Der letzte Teil von Shakespeares York-Tetralogie ist eines der bekanntesten Historienwerke der Welt und wird von Theater aToc e.V. neu interpretiert und spielerisch neu entdeckt. Vor allem die den eigenen Zielen entsprechend verfremdete Wahrheit, also die „Fake News“, steht im Fokus der Inszenierung und beleuchtet die manipulative Ader des gerissenen Adligen Richard. Viele Leute werden hier schnell zu Mitläufern, weil Sie sich selbst bereichern wollen oder das Wegsehen der einfachste Weg ist. Das Stück zeigt eine Eskalation von Machtambitionen und beleuchtet den Charakter der Hauptfigur aus unterschiedlichen Perspektiven. Am Ende verschwimmen die Grenzen zwischen Gut und Böse, zwischen Macht und Ohnmacht und zwischen den handelnden Personen selbst. Die Schandtaten werden immer mehr zum Selbstzweck eines gebrochenen und ausgestoßenen Mannes.
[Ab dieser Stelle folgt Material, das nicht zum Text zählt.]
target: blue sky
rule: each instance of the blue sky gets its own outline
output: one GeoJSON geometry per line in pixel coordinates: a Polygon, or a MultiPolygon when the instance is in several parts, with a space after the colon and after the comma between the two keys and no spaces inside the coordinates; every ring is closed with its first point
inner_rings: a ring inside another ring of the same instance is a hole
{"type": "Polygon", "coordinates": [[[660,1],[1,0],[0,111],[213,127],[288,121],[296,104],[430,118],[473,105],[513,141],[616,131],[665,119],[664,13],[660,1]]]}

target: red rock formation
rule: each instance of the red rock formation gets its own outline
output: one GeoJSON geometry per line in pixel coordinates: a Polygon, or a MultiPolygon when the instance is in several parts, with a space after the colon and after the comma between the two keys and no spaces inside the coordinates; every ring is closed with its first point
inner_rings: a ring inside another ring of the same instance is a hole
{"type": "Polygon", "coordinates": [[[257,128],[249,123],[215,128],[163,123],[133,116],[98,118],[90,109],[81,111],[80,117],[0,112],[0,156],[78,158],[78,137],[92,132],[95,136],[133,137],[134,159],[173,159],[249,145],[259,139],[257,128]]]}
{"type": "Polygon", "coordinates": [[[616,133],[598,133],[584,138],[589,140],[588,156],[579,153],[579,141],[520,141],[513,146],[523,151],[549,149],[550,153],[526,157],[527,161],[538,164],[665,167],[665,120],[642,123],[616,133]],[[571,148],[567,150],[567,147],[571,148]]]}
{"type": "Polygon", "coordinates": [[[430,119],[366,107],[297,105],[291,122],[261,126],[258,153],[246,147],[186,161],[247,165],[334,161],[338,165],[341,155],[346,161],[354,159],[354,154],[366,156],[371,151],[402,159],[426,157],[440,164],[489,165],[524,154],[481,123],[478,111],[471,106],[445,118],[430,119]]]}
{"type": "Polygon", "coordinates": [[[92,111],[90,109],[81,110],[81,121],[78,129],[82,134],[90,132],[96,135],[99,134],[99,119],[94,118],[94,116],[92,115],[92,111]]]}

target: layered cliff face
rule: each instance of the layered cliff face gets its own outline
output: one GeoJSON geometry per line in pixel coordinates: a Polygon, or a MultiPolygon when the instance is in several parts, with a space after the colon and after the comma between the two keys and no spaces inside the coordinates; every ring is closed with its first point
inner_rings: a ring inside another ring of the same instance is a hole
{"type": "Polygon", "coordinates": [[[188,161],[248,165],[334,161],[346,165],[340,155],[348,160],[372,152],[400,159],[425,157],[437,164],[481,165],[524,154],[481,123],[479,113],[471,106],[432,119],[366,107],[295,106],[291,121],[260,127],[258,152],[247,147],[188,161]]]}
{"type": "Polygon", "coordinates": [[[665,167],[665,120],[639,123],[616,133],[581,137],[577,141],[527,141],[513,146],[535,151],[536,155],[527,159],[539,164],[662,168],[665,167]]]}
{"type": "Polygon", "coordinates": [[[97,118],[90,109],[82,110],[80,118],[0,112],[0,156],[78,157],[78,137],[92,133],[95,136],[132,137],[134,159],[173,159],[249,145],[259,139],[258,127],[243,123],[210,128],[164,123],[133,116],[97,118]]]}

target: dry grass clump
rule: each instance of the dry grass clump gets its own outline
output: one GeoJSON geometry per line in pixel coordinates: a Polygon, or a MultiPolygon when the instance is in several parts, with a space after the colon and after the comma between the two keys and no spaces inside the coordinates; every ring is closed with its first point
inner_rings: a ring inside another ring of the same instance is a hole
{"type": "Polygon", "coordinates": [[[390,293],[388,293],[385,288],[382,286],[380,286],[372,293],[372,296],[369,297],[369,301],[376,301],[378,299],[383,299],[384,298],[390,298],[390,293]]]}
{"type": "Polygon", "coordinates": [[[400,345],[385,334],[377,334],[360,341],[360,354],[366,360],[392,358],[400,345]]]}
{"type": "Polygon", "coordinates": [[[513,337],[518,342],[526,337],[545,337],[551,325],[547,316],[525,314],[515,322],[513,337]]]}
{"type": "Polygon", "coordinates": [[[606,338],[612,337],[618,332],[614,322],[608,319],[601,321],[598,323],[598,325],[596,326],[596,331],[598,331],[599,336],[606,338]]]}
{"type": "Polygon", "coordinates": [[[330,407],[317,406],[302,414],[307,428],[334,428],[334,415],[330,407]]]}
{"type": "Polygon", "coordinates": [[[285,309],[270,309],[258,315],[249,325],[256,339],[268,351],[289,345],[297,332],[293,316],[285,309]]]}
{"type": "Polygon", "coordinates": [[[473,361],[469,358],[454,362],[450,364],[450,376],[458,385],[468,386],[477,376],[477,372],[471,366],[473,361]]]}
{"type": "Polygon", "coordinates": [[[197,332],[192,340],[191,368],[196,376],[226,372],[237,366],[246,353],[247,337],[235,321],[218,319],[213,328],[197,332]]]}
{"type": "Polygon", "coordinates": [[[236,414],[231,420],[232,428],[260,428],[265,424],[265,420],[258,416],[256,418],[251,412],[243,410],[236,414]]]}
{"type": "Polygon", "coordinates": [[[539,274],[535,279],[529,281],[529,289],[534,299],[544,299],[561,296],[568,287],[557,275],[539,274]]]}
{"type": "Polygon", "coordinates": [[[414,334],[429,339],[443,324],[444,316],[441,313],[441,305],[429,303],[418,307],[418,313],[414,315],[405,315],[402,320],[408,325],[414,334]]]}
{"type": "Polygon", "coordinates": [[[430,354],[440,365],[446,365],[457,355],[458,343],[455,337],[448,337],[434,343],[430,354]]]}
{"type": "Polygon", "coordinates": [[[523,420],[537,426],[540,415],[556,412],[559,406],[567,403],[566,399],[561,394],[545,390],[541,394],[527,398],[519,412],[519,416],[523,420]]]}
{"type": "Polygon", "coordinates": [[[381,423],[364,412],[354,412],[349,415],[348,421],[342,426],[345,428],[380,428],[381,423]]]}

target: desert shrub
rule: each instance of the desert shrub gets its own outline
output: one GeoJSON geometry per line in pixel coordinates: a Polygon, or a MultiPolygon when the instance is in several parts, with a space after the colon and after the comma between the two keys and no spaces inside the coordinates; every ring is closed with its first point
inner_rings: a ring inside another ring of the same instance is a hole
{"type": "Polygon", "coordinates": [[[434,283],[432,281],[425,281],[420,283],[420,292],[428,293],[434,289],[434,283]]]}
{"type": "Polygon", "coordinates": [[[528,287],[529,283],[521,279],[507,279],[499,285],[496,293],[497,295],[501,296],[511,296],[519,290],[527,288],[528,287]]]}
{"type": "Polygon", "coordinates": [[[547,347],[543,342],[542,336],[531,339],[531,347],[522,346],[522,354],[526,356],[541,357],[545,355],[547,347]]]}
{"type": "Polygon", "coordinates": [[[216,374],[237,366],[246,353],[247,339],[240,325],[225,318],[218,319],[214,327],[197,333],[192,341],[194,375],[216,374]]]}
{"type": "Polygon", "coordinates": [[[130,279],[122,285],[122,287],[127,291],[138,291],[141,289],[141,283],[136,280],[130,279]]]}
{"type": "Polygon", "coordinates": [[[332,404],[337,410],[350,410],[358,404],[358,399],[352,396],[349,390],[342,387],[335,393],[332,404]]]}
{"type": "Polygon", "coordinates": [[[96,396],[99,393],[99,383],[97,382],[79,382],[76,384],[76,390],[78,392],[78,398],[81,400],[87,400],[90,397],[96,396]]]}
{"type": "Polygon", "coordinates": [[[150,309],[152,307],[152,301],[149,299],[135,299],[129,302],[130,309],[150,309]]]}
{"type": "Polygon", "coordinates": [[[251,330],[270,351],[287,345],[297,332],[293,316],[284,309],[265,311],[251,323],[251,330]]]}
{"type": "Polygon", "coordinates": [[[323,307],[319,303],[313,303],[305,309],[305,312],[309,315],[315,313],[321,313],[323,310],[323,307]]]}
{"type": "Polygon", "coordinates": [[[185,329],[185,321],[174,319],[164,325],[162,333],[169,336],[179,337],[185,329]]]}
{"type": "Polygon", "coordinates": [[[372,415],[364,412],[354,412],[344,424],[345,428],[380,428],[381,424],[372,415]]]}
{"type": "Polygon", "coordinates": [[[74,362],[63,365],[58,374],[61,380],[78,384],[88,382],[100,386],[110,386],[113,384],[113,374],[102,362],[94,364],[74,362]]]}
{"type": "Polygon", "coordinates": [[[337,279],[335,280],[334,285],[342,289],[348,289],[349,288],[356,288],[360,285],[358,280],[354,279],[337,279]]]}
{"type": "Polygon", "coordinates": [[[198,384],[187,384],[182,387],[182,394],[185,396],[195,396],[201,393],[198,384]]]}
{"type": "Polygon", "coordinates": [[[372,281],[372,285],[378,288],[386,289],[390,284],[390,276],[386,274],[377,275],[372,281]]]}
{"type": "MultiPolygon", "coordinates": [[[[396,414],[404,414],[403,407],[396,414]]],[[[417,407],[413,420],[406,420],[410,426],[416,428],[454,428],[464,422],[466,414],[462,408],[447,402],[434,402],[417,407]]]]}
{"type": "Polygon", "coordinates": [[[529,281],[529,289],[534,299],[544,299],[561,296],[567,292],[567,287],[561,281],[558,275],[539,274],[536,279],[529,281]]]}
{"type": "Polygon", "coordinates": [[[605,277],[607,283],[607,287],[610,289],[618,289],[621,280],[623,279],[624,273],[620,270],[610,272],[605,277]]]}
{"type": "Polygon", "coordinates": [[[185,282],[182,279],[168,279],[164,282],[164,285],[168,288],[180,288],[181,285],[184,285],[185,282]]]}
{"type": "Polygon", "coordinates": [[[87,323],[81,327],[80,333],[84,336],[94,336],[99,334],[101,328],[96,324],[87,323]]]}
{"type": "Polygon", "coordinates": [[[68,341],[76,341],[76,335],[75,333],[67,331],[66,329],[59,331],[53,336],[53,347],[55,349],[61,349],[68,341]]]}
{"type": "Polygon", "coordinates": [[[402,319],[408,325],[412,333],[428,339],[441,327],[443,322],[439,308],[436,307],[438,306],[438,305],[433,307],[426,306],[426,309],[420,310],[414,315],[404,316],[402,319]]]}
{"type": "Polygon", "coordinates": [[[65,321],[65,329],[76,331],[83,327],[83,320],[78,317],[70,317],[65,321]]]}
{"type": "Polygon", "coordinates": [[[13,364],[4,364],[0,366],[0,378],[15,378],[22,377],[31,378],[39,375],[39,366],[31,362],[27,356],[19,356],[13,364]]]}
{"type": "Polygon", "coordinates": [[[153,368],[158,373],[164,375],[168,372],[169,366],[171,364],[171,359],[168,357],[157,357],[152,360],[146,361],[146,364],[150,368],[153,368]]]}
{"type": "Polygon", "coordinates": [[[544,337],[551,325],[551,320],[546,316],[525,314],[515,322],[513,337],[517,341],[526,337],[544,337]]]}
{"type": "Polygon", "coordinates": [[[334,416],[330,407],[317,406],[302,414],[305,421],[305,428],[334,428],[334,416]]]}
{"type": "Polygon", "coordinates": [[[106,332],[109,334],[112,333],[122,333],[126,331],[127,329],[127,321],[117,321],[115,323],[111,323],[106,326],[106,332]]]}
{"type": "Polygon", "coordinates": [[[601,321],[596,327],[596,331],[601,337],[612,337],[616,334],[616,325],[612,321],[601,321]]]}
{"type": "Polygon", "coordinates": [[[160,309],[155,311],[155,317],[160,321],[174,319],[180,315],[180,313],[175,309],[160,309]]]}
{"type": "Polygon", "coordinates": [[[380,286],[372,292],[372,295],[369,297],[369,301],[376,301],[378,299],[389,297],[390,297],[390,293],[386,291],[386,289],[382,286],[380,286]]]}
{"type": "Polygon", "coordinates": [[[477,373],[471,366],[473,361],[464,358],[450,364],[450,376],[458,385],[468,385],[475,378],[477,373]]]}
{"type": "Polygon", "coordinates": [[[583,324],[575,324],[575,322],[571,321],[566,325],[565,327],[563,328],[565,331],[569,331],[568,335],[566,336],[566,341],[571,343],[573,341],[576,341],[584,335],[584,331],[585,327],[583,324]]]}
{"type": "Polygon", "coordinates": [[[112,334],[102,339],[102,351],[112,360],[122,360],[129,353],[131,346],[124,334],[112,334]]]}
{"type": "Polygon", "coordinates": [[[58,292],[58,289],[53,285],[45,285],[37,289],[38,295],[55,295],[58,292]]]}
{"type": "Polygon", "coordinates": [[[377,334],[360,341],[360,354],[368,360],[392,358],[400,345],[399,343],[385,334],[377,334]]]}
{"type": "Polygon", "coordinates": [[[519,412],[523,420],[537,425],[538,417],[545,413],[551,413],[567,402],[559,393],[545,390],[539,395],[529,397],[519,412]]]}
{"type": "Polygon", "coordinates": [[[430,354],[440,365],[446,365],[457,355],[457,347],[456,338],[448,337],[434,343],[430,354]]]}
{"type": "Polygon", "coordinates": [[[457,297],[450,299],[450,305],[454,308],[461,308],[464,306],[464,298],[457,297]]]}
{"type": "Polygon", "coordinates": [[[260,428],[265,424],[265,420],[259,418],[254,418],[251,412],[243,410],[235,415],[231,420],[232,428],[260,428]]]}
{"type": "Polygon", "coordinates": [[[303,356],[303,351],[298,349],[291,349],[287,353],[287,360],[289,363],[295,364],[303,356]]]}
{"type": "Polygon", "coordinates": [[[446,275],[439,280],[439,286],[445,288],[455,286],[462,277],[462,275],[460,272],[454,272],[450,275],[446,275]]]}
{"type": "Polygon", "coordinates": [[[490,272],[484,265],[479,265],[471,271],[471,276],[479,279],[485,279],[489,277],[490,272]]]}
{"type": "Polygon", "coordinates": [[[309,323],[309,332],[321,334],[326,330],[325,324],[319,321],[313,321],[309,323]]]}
„Und darum, weil ich nicht als ein Verliebter
Kann kürzen diese fein beredten Tage,
Bin ich gewillt, ein Bösewicht zu werden
Und feind den eitlen Freuden dieser Tage.“

Wofür dieser Satz alles Rechtfertigung sein kann, wird so manchen überraschen.
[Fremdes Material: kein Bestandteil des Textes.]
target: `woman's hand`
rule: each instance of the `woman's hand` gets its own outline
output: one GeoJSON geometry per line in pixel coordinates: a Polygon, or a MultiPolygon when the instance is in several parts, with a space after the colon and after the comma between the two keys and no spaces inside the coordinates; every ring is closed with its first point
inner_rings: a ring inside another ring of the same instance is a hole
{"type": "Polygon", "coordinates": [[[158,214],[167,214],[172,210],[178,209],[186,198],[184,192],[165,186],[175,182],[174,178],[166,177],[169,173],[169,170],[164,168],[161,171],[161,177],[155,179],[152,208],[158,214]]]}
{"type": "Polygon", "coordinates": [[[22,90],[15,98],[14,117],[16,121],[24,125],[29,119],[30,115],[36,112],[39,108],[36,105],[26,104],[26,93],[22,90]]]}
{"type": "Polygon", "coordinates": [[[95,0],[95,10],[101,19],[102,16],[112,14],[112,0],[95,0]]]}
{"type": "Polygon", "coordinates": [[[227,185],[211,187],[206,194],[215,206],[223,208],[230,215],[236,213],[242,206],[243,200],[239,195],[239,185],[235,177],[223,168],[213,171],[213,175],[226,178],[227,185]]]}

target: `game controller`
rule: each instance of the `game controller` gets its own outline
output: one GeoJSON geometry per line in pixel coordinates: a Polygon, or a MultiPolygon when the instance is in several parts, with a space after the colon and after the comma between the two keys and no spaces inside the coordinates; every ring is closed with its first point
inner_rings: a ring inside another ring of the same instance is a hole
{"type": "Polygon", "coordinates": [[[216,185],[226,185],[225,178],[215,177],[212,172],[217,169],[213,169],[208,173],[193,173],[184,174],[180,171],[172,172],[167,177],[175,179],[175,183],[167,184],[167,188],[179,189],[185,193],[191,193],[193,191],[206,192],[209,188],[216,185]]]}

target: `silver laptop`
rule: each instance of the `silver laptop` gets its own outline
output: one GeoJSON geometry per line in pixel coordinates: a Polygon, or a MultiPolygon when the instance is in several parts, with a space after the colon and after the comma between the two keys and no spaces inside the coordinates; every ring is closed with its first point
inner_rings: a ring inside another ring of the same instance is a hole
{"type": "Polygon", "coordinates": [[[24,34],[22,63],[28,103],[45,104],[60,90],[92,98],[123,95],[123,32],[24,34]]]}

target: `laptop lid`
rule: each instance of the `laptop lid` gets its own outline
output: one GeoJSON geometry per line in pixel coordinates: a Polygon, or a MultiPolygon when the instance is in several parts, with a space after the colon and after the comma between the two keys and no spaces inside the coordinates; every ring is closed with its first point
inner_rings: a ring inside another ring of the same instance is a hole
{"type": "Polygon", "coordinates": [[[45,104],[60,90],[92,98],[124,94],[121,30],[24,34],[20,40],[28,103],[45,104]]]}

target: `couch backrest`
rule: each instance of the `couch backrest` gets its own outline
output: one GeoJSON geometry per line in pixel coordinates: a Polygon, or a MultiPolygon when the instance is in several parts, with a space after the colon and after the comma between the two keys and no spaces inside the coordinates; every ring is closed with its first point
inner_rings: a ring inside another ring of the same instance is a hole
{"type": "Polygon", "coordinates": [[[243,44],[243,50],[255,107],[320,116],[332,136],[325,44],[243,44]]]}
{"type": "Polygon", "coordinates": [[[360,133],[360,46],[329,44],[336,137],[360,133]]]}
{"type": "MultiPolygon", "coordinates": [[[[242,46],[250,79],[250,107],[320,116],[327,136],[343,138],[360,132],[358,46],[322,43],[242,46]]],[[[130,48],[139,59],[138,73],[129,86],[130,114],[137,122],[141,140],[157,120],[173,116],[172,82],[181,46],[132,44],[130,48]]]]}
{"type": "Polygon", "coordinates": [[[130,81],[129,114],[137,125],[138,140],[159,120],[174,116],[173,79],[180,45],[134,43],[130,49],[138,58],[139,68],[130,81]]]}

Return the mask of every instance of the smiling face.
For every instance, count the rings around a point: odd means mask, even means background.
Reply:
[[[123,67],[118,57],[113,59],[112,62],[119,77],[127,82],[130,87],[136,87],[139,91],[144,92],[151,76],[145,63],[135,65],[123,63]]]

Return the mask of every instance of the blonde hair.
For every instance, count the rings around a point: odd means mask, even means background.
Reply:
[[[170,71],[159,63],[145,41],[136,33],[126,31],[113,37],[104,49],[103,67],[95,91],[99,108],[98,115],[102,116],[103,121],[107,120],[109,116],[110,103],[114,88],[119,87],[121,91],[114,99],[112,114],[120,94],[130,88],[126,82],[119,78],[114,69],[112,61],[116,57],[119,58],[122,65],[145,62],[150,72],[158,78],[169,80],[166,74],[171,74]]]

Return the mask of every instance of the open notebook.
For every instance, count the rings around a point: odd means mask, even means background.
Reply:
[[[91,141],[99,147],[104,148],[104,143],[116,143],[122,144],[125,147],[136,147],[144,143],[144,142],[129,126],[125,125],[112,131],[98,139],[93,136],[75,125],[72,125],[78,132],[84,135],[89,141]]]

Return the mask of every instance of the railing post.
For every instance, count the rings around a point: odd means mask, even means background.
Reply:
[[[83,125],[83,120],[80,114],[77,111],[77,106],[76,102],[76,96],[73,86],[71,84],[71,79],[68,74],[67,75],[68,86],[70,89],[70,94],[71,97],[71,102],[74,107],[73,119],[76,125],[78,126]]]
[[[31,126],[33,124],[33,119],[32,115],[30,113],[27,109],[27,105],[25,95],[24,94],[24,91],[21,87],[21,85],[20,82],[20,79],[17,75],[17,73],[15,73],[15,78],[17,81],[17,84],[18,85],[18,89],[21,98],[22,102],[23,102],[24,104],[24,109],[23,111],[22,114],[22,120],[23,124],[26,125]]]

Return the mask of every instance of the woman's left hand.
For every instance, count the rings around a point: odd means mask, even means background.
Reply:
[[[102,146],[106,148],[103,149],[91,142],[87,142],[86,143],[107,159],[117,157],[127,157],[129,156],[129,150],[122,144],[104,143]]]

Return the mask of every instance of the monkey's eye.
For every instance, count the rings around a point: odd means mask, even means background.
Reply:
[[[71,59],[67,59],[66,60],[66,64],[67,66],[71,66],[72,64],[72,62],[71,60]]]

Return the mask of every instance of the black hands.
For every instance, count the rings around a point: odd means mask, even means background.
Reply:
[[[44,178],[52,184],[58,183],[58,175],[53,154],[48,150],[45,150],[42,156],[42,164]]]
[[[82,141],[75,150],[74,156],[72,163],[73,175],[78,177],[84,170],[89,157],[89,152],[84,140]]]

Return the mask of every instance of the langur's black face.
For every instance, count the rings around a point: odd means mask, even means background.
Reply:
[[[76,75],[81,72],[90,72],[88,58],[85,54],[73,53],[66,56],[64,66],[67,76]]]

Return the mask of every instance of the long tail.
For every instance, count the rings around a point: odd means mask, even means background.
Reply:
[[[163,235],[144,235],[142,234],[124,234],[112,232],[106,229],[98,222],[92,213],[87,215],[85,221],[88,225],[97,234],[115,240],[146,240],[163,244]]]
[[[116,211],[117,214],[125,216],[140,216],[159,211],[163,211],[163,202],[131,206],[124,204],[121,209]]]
Weitere Infos folgen im Herbst 2021.


Wir befinden uns im England des 15. Jahrhunderts, so wie es sich nur Shakespeare ausmalen konnte. Ein König, jung und unerfahren, führt die Geschicke des Reichs. Machthungrige, mordende Adelige, rachsüchtige Ehefrauen und ein schier endloser Bürgerkrieg. Wo ist aToc da nur wieder hineingeraten…? Seid dabei und hört gut zu, wie das Ränkespiel seinen Lauf nimmt und sich die Adelshäuser Lancaster und York wortwörtlich die Köpfe einschlagen. Und das alles, um die Krone Englands für sich zu gewinnen. Am Ende kann es nur einen geben, der als Gewinner aus der Geschichte hervorgeht…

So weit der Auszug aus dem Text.